Beberapa saat kemudian semua anggota clan Silkbar baik anggota keluarga Hefaistos dan Lucierence telah berkumpul di lapangan udara untuk menuju ke kota Hawkingson dengan menggunakan sebuah pesawat.


Semua orang satu per satu naik ke dalam pesawat itu dan mulai mengambil tempat untuk mereka duduk.


“Bolekah aku duduk disini, cantik?” Astrapi datang menghampiri Zchaira dan meminta izin duduk disamping gadis itu.


“Tentu saja… Kakak cantik,” respon Zchaira mengizinkan saudara perempuannya duduk disebelahnya sambil membalas sebutan perempuan itu padanya.


Astrapi pun tersenyum merespon ucapan Zchaira, tidak percaya bahwa adiknya tersebut akan membalas menyebutnya dengan sebutan cantik juga.


Setelah semuanya telah duduk di kursi mereka masing-masing, pesawat tersebut pun kemudian lepas landas menuju ke kota Hawkingson.


***


Saat pesawat tersebut sedang mengudara, Zchaira yang duduk disamping jendela pesawat tampak bosan melihat pemandangan di luar hanya didominasi oleh awan-awan hitam.


“Kakak… Boleh aku bertanya padamu?” Zchaira pun mencoba mengusir kebosanannya dengan bertanya pada Astrapi yang berada disampingnya.


“Tentu saja adik… Apa yang ingin kau tanyakan?” Astrapi merespon ucapan Zchaira dengan tersenyum, merasa senang adiknya ingin bertanya padanya.


“Bagaimana pendapatmu tentang kota Hawkingson? Apa disana menyenangkan?”

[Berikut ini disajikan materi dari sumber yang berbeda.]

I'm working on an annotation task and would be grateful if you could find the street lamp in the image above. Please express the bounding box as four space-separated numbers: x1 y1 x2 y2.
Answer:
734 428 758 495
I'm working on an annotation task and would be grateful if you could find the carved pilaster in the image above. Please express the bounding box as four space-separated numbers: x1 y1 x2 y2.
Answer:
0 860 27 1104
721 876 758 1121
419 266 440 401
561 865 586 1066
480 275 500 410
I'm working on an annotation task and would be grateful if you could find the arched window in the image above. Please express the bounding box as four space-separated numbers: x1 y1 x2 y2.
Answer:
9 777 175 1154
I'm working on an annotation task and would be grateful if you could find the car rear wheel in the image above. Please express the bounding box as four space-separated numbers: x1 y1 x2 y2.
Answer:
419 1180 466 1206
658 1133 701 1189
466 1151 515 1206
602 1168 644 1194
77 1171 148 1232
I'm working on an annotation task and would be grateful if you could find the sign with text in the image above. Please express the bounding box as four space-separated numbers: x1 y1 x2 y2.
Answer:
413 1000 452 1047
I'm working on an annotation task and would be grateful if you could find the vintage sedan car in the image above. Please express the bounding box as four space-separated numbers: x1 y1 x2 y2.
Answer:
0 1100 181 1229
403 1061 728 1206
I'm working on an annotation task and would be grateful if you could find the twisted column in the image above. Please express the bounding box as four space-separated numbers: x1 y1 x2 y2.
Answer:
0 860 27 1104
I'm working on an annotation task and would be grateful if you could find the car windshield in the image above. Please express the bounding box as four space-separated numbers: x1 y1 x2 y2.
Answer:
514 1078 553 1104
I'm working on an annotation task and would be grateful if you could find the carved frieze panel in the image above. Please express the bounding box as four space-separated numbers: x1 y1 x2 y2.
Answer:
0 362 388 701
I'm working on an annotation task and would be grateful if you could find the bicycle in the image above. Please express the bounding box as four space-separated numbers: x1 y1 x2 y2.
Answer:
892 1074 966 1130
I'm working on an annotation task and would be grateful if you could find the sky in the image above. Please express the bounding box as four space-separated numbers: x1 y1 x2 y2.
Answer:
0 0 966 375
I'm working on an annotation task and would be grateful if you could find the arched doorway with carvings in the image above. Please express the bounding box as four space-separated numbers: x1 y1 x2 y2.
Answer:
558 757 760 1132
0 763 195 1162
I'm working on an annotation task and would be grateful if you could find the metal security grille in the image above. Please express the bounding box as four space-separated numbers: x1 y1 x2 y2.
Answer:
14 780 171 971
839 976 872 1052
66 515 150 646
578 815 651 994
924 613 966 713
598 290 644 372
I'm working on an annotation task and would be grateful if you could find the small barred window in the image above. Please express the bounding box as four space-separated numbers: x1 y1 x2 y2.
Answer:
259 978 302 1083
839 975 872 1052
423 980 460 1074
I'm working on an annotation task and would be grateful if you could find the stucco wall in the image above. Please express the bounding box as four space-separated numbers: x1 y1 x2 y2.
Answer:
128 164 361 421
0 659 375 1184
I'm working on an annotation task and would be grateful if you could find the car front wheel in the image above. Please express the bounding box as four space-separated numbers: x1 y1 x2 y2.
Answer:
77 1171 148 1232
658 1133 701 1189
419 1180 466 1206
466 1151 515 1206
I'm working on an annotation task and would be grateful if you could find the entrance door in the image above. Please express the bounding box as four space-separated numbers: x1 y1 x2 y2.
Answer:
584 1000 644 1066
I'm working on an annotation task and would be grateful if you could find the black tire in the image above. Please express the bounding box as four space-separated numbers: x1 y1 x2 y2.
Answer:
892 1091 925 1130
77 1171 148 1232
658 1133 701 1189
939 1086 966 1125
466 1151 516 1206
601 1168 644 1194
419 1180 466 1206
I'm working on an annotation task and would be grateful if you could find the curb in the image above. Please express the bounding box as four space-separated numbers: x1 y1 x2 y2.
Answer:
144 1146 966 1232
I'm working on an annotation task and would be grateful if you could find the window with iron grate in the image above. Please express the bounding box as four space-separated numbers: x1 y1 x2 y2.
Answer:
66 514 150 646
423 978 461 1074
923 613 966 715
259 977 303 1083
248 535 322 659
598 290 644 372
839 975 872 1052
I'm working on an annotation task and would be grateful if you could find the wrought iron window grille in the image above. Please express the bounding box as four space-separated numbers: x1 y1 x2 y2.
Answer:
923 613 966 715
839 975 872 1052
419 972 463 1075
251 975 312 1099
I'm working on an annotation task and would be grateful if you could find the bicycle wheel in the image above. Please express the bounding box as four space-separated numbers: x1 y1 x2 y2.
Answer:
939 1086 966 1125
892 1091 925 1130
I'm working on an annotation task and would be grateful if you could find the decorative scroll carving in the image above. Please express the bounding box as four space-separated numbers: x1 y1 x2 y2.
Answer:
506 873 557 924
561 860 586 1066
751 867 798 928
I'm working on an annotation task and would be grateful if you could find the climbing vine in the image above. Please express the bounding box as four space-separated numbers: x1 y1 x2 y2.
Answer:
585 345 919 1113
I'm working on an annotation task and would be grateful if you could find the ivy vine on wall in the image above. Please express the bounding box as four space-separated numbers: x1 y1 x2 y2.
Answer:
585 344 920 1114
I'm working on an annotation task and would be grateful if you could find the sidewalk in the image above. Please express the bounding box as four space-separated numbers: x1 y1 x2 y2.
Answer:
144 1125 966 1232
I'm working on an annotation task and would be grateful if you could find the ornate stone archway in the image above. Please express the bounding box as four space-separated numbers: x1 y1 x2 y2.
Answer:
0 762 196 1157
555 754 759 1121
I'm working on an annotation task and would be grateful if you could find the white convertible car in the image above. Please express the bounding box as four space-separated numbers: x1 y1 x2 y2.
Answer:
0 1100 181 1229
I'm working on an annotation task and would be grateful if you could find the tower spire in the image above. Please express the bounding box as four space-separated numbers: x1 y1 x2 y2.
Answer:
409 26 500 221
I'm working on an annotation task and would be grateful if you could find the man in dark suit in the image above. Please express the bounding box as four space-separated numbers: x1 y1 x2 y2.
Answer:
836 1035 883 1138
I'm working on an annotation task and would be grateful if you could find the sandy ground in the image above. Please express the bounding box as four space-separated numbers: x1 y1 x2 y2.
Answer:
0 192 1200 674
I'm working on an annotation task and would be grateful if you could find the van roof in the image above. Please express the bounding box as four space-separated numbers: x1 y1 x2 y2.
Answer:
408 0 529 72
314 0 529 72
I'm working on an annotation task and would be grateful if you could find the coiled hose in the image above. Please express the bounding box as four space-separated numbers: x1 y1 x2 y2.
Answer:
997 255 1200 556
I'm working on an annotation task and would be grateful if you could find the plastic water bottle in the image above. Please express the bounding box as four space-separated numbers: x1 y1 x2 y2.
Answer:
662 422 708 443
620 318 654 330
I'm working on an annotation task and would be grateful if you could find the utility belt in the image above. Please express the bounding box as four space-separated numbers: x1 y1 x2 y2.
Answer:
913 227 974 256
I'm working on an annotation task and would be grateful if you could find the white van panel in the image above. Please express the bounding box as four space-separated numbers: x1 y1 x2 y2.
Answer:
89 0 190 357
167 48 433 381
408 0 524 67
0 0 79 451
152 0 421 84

Mendengar pertanyaan tersebut, ekspresi Astrapi yang sebelumnya cerah tiba-tiba berubah derastis.


Perempuan itu terdiam, tampak seperti ada yang menganjal di dalam pikirannya setelah Zchaira menanyakan pertanyaan tersebut.


“Kakak…” Panggil Zchaira sambil menyentuh Astrapi, karena melihat perempuan hanya terdiam.


“Eh… Apa tadi yang kau katakan? Tentang kota Hawkingson kan…”


“Hawkingson adalah kota yang indah dan tenang karena tidak banyak orang yang tinggal di dalamnya seperti kota Workyen…”


“Namun, aku sangat membenci berada disana sejak hari itu…” Ekspresi Astrapi yang sejenak tersenyum tiba-tiba perlahan beruba menjadi serius ketika dia sedang menjelaskan.


Di salah satu ruangan kapal tersebut, tempat Zchaira dan Astrapi berada, terlihat juga Kral, Illios, Megathirio serta Rayvor.


Kral serta Illios yang sedang mendengar penjelasan dari Astrapi tampak menjadi serius juga, layaknya dua orang itu mengerti dengan penjelasan yang diucapkan oleh saudara perempuan mereka tersebut.


Ketika pesawat tersebut masuk di dalam kepungan awan hitam, disaat itu juga secara bersamaan Astrapi yang tampak terlihat emosi mengeluarkan tekanan kekuatannya hingga membuat pesawat tersebut bergoncang.


Zchaira terkejut merasakan tekanan kekuatan dari saudara perempuannya yang tampak emosi setelah mengatakan hal sebelumnya.


***


“Kenapa goncangannya lebih kuat? Apa aku sudah lama tidak naik pesawat?” Di ruangan lain, Artemis tampak bingung ketika pesawat tersebut bergoncang lebih kuat dari yang dia ketahui sebelumnya.